What would be truly compelling is to provide these mavens… the town criers… with technology that helped them not just create and distribute great content, but allow for the local community to be represented online as well as offline. Mobile too. Nearly everybody I speak to; both residents and local businesses; say that word of mouth is the most compelling way to find and market businesses. The hyperlocal publisher is the most obvious and trusted way to enable and promote local business word of mouth in the community.

Community is a three legged stool

It consists of consumers, local businesses and the local maven. You don’t have a true community without all three. Technology companies lack the local expertise, and as long as we keep looking for technology to unilaterally solve the hyperlocal problem, we will keep missing. Once technology works in cooperation with the local experts, we have a chance.

For hyperlocal publishers, the opportunity to provide a highly targeted and influential demographic for local businesses it too great to ignore.
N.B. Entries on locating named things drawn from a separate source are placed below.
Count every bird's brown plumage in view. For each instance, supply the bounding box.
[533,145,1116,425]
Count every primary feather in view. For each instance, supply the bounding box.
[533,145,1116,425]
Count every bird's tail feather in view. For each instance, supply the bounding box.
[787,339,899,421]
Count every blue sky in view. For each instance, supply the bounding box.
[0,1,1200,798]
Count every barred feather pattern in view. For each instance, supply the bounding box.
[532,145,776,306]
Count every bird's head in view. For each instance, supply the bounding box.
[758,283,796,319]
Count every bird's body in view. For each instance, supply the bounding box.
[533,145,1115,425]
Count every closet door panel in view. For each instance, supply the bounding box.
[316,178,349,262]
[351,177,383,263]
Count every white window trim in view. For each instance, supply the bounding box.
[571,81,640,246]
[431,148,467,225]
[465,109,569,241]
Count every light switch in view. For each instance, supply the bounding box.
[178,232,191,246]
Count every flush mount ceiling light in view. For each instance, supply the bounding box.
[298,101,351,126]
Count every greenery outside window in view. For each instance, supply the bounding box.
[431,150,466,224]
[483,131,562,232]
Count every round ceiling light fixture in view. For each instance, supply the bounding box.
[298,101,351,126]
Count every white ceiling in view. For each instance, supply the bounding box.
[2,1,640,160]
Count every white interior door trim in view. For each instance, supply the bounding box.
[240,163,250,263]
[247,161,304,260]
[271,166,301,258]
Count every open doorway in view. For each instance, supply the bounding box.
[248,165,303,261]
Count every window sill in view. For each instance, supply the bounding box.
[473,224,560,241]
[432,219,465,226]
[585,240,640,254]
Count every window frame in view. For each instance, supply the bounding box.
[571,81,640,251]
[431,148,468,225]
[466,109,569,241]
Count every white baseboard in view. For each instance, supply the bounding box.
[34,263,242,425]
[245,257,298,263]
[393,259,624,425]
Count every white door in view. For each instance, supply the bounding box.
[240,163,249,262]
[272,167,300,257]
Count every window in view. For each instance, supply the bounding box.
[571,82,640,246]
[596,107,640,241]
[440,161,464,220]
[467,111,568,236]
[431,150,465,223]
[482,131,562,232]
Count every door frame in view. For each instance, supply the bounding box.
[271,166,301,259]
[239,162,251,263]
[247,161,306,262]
Savvy marketers know exactly which social media platform they should target to hit different segments of the market. Many people are now raving about Facebook dark posts as a way to target hyperlocal consumers, but even Facebook with their enormous reach is not enough. Who can honestly say that they have the ability to touch every person in a hyperlocal community other than the hyperlocal publisher?

We see an opportunity for hyperlocal publishers to own and enable their own platform. It’s not global (or even national) in scale. It’s community based, highly targeted, and curated by experts. The true maven’s will create sustainable and lasting value – not just from providing all the local news, but by connecting the community. This is the ultimate hyperlocal word of mouth solution. Something none of the large tech networks can ever do.